Olayın sosyal medya üzerindeki yankıları ve disiplin soruşturması, askeri okulların disiplin yapıları ve gelenekleri üzerine çeşitli tartışmalar başlattı. İki teğmenin savunmaları, askeri eğitim ve vizyonun yanı sıra, kişisel inançların ve ifadelerin nasıl bir araya geldiğini sorgulayan çok katmanlı bir mesele oluşturdu. Kılıç çatma ve ant okuma gibi eylemlerin, askeri gelenekteki önemi ve anlamı, bu durumun gelecekte benzer olaylara nasıl yansıyacağına dair sorulara yol açtı.

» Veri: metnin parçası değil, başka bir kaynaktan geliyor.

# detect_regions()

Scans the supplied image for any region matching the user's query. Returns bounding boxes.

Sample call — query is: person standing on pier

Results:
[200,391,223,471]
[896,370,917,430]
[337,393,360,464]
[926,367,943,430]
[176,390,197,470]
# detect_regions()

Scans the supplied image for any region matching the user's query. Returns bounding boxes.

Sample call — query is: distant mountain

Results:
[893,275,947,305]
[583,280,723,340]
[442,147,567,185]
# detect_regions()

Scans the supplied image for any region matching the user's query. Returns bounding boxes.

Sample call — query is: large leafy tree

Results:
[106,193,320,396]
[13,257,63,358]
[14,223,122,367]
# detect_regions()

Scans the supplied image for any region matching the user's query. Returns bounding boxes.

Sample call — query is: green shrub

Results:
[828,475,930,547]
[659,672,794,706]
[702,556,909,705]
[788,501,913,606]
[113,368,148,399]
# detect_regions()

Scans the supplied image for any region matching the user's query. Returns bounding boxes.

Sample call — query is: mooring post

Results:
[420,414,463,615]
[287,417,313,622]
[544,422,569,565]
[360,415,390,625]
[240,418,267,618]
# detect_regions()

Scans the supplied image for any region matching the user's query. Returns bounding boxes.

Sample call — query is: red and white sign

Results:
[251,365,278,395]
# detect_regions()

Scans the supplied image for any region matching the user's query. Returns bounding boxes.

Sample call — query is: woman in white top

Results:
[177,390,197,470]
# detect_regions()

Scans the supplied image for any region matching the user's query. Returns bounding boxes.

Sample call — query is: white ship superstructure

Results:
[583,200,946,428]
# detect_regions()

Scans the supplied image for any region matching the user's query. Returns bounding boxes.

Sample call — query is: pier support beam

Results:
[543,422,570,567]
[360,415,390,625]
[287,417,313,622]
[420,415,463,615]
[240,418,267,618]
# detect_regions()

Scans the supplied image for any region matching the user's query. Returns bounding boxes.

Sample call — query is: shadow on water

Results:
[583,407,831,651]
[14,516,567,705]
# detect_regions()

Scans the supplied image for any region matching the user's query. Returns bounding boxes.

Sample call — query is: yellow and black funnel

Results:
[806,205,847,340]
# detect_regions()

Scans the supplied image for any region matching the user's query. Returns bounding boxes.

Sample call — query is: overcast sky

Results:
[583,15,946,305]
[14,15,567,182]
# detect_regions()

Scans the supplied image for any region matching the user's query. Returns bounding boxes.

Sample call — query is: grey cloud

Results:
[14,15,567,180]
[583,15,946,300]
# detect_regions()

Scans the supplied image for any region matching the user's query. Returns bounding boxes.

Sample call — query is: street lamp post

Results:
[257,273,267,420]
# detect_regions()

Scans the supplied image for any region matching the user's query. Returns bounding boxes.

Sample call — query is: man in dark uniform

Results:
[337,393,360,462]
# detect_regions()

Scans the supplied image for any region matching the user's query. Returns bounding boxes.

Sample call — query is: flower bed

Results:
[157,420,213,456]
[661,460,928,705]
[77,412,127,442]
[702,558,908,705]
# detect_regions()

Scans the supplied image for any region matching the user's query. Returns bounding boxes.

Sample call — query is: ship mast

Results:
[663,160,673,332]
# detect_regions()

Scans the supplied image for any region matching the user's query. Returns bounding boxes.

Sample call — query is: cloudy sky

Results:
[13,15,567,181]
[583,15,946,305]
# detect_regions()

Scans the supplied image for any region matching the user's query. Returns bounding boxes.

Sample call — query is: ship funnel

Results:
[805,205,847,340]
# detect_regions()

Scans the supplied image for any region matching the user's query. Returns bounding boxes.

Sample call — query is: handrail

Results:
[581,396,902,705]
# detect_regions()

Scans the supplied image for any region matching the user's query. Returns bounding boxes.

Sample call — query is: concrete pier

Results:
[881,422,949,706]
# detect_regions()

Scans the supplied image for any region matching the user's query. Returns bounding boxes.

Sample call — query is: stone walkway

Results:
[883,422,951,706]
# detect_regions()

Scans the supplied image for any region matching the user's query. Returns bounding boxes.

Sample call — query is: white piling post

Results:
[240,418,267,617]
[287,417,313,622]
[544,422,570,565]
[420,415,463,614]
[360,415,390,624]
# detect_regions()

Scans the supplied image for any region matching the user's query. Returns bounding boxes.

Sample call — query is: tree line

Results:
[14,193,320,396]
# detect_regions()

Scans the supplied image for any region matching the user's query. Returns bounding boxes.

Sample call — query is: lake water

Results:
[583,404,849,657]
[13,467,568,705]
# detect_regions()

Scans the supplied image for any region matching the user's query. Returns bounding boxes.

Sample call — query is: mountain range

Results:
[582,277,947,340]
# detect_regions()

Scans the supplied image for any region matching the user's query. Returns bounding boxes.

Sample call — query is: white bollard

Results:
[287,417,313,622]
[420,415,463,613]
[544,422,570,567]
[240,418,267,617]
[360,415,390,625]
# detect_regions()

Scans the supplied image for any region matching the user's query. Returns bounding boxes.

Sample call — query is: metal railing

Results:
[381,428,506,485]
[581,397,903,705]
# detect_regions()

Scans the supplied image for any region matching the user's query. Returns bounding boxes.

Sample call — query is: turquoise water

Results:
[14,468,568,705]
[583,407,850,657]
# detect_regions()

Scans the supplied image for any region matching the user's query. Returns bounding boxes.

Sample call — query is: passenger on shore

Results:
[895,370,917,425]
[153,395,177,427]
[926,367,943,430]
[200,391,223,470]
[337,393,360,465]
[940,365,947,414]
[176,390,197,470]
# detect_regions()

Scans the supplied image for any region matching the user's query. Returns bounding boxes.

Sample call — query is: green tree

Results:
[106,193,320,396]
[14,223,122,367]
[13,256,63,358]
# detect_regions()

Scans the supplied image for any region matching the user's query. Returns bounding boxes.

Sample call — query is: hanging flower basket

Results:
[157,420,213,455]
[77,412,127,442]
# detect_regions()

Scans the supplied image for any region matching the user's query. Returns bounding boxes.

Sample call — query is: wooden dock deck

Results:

Sonuç itibariyle, bu olay, askeri disiplin ve bireysel ifade özgürlüğü arasında bir denge bulma çabasını yansıtırken, Türkiye’deki askeri kültürün evrimine dair önemli bir tartışma başlattı. Askeri camiada, bu tür meselelerin nasıl ele alınacağı, gelecekteki katılımcılar üzerinde derin bir etki bırakabilir.